Recently, Chad Godhard, who oversees the recruiting team for Sage, a business management software and services provider, wrote an interesting piece for ERE about his organization’s work to overhaul its candidate experience. Godhard’s recruiting team wanted to make sure the candidate experience wasn’t working against other initiatives, such as social recruiting and talent pipelines. (Sage is one of the winners of the 2011 Candidate Experience Awards, a program developed by CareerXroads to draw attention to organizations that are improving the way they treat candidates throughout the application and hiring processes.)
To guide their efforts, the Sage recruiting team developed a “Candidate Commitment” and then looked closely at how the processes in place across four areas – education, application, screening and interviewing – might be improved in order to deliver a better candidate experience.

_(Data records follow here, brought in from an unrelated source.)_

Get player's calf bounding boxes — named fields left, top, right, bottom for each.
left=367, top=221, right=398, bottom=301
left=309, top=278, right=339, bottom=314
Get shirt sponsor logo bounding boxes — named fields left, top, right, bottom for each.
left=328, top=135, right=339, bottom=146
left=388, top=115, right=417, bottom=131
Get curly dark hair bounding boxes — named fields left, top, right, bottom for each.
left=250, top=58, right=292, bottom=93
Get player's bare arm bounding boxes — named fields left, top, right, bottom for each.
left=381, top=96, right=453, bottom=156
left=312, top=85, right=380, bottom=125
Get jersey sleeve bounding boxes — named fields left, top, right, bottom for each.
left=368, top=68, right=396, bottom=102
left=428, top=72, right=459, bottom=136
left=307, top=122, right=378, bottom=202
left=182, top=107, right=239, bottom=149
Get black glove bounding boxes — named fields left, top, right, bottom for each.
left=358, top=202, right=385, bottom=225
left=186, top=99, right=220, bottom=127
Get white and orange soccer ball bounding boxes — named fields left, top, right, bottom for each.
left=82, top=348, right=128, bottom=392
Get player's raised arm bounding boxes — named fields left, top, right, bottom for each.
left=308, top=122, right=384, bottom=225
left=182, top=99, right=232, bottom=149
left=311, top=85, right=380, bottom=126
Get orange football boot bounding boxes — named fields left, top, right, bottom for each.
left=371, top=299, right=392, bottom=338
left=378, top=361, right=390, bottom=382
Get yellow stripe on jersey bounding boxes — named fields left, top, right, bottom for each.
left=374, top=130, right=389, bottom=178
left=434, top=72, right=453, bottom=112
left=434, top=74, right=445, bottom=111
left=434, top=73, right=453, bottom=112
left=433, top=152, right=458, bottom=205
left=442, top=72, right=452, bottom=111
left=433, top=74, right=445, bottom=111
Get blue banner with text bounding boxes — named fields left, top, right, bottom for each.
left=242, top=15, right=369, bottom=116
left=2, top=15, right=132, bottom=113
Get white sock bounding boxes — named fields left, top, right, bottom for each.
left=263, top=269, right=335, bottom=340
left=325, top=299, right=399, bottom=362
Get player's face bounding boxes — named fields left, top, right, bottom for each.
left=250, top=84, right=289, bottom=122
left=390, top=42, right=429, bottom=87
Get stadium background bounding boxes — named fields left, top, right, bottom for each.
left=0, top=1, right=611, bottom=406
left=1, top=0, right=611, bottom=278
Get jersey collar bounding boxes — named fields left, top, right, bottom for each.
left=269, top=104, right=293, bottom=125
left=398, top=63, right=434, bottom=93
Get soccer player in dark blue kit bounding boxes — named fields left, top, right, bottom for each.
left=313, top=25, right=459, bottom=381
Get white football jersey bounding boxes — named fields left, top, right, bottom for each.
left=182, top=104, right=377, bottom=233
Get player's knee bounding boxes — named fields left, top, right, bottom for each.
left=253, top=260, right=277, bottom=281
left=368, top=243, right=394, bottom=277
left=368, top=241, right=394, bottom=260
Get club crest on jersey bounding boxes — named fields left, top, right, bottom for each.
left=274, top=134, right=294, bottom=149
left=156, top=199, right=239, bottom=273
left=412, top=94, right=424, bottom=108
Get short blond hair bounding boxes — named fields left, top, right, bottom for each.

What’s most striking about this piece is that it gets to the heart of what a true Employer Value Proposition (EVP) program can do for an organization. All too often, the focus of the EVP is solely on the brand development – the messages, the themes, the artwork, etc. While this is an essential component and one of the primary deliverables, any organization that intends to undertake a true EVP program should come to the table willing to learn how the organization needs to change in order to achieve better results with both recruiting and retention. Once you complete the research phase of an EVP program, it immediately becomes clear where the organization’s strengths lie and where there are areas of weakness that will continue to create recruiting and retention challenges unless they are addressed through organizational change.
Sage’s willingness to look beyond their messages to candidates and scrutinize the actual experience they offer serves as a great example for us all. Rather than accepting their status quo, they identified the barriers they had inadvertently put in place throughout the recruiting process and then made the necessary changes to improve the candidate experience and, in turn, perceptions about Sage as an employer.